Unfortunately, it set a precedent in my world that boys were only to be admired silently from afar. Except for that one friend you tell everything to and who would never betray you even if you didn’t still have the pictures from that time in Panama City. You know the time I mean. It didn’t matter that your entire interest in a guy was the fact that he could rock a pair of 501s and was smart enough to tutor algebra, say nussing. NUSSING! For you and your unibrow will be humiliated and you will assume everyone in school knows about it. Which in this case was probably true. Although I’m sure the story he told probably sounded more like the plotline from Heathers and I was Martha Dumptruck. Because I’m a highly evolved individual with an amazing amount of therapy behind me, I hope that Dick is no longer, you know, a dick. The great thing about growing up is you don’t have to be the person you were in high school. THANK. GOD.

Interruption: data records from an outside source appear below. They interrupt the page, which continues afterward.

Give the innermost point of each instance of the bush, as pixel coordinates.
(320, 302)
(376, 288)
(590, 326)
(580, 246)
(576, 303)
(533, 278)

My stepchildren are 21 and 17 and the advice I’ve given to them is simple: Anyone who tells you these are the best years of your life is full of shit. Your high school and college years serve only as an object lesson in how not to be a raving asshat as an adult and how to hold your liquor.  It is inconceivable for a teenager to understand that as an adult NO ONE CARES what you made on your ACT or if you only got into your safety school. It is nigh impossible to believe as a 16-year-old drama nerd that, yes, there is actually a guy or two who thinks you’re the bees knees. Does it suck you don’t find this out until you’re 45 and married up to your eyeballs? Yes. Yes, it does. But face it, he’s probably a really nice, funny guy and you had your eye on Dumbass. You know, the one who called you the wrong name most of the time and never had money for gas or the movie he invited you to? When you got to college you had your eye on Sensitive Ponytail Man who wept for baby seals and also had his eye on Dumbass. So at least you had that in common.

I know I started out talking about summer and ended up with a bummer.  See what I did there? I just really hate summer. Also, I figure I wasn’t the only one who dreaded summer just because it meant school would start all over again in a couple of months.